In his book “Mobilities” (Polity Press, 2007), John Urry has highlighted how the movement of people and goods represents, today more than in the past, a pervasive and characterizing condition of the human presence in the world such as to entails a new sociological paradigm for the interpretation of contemporary reality. The multiplication of interpersonal contacts, made possible by ICTs, has proved to be a powerful generator of new demand for mobility. Furthermore, factors related to the demographic and economic growth of emerging countries, the globalization of markets (including tourism, specifically oriented to transforming travel to any destination into a mass product) and increasingly wider social and economic realities of planetary urbanization have become increasingly important.

Deadline submission: 15 April 2020

Guest editors: Francesco Alberti and Iacopo Zetti

According to the UN High-level Political Forum on Sustainable Development (HLPF), mobility and transport have a significant impact on the implementation of most of the goals of the 2030 Agenda for sustainable development. In this regard, for sustainability and effects on the climate, a recognized aim is the overall reduction of movements made with motorized vehicles, eliminating as far as possible the link between economic growth and transport demand: an objective that leads us to reflect critically on current models of organization, management and control of mobility at different levels.

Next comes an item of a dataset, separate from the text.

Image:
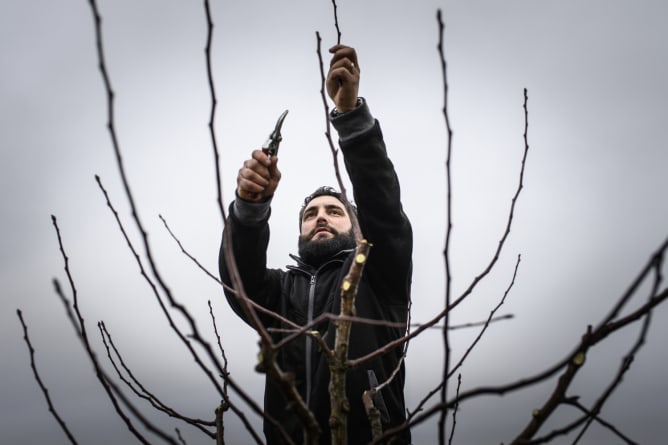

Mobility, seen as a right, inside the general framework of the “right to the city”, calls into question social justice issues (Sheller) in terms of accessibility to territories and transport systems (Burja, Muxì), proving to be a significant indicator of inequalities between strong and weak subjects by social position, geographical origin, income, gender, physical conditions, etc.

This first issue of the new series of CONTESTI, with an explicit reference – in its title – to the broad meaning provided by Urry, is dedicated to the movement of people and goods seen as a factor of transformation, in relation both to spatial and environmental components, both to the social, economic and political dimension of such changes.

In particular, the issue calls for theoretical or methodological contributions and case studies focused on the following topics:

  • contributions on urban and territorial sustainability of mobility, also concerning issues related to climate change, energy transition and the overall quality of the urban environment, pursued (or contradicted) by practices, policies and projects concerning mobility and transport;
  • presentation of significant interventions of urban regeneration and enhancement of landscapes connected to new infrastructures or sustainable mobility services;
  • studies and reflections on mobility as a right, to be assured to all citizens through the removal of social, cultural, economic and physical-sensorial obstacles which in different contexts prevent or limit their enjoyment;
  • analysis and research on the relationship between tourism, mobility and sustainability.